Rutland to reap up to 2.8x on CeDo sale
Rutland Partners has sold CeDo Group, a UK manufacturer of household disposables, to Belgian investment holding Straco Investments.
Rutland has sold the entire group excluding one surplus property, which the firm plans on divesting. Following this final disposal, total proceeds from the entire CeDo sale are expected to generate a money multiple of 2.8x and a gross IRR of 25%.
Under Rutland's ownership, the company transferred its headquarters to the UK (having previously been based in Germany) and developed its senior management team. The business also invested in a new low-cost manufacturing plant in Vietnam.
CeDo's new owner Straco will retain the company's existing management team.
Previous investment
Rutland acquired CeDo in July 2009 via its £322m Rutland Fund II, which closed in July 2007. According to unquote" data, the deal was valued at £52.2m with Rutland providing an equity ticket of £26m. A senior debt package was provided by Lloyds TSB, while Indigo Capital provided a mezzanine facility.
The firm acquired the group from holding company Delton, after management approached Rutland through PwC.
Company
With roots dating back to 1965, Telford-headquartered CeDo has offices in Germany, France, the Netherlands, Poland, Russia and Vietnam.
The company manufactures both own-label and branded household disposables such as tin foil, cling film, bin liners and freezer bags. Brands include PolyLina, Paclan and Nappy Sacks.
CeDo generates around £240m in revenues and employs 2,000 staff.
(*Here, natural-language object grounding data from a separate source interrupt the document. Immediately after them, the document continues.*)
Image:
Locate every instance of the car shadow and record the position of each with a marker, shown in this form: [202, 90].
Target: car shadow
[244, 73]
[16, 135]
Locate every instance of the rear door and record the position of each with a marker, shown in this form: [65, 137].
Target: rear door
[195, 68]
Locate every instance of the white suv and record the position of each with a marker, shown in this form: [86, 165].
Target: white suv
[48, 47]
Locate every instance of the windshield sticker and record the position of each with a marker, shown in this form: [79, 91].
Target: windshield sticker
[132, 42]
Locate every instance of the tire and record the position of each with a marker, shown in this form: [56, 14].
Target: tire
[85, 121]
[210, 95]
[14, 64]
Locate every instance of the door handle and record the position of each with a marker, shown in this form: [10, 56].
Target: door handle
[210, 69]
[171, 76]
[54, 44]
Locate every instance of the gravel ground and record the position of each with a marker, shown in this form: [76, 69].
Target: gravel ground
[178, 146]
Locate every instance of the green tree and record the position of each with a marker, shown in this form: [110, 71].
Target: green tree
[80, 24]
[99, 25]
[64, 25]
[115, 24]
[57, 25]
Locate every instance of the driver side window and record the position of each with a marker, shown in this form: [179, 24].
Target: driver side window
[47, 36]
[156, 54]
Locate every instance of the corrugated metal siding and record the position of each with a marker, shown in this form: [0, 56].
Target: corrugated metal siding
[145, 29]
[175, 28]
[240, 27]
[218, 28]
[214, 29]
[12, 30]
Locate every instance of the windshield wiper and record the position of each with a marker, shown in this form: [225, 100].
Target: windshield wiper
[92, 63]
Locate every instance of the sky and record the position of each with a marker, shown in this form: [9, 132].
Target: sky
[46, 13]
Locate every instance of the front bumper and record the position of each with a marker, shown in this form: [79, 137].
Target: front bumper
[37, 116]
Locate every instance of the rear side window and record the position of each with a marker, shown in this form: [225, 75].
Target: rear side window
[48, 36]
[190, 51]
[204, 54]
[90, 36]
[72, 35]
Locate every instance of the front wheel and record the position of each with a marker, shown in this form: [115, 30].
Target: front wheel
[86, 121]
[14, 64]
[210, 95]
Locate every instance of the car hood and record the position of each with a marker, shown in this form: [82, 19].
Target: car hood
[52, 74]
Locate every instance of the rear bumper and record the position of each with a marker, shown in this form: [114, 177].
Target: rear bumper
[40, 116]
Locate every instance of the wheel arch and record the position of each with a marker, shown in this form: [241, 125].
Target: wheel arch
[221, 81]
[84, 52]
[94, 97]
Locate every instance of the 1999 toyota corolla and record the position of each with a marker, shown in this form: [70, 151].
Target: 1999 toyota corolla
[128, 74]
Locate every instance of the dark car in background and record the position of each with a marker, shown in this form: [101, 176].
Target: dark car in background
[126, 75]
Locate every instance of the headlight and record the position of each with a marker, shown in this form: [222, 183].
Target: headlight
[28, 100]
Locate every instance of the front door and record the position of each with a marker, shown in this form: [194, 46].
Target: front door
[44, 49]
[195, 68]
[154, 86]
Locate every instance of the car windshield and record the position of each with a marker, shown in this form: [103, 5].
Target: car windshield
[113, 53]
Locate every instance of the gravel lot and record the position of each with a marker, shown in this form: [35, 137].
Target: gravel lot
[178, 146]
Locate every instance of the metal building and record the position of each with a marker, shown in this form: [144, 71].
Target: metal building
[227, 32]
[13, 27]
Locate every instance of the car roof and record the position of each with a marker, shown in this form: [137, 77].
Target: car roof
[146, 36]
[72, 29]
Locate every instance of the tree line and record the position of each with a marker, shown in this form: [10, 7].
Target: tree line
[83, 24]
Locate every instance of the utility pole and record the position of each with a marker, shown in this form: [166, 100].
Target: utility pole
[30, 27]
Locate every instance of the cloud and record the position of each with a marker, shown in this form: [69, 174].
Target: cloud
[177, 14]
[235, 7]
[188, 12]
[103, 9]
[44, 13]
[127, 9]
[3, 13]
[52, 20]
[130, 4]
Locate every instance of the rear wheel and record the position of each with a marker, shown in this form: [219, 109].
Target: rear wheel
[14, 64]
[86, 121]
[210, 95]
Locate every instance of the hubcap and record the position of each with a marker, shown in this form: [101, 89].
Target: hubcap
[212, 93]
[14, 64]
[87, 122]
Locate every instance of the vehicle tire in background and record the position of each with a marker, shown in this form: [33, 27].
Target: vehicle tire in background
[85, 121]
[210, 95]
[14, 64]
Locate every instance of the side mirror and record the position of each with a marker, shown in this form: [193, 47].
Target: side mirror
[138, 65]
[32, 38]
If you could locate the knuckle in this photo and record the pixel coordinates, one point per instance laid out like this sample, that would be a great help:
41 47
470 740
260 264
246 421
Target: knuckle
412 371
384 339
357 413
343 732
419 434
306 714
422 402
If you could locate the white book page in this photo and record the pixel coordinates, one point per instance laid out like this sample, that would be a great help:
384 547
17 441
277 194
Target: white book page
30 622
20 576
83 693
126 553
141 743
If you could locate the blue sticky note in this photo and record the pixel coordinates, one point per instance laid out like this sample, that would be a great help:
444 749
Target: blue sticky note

At the time of Rutland's investment, the company recorded turnover of around €210m.
People
David Pearce is the CEO of CeDo. Rutland managing partner Nick Morrill and partners Ben Slatter and David Wingfield worked on the deal.
Advisers
Vendor - Lincoln International (Corporate finance); Taylor Wessing (Legal).
Management - Walker Morris (Legal); BDO (Tax).
Acquirer - PwC (Corporate finance, financial due diligence); Allen & Overy (Legal); AT Kearney (Commercial due diligence).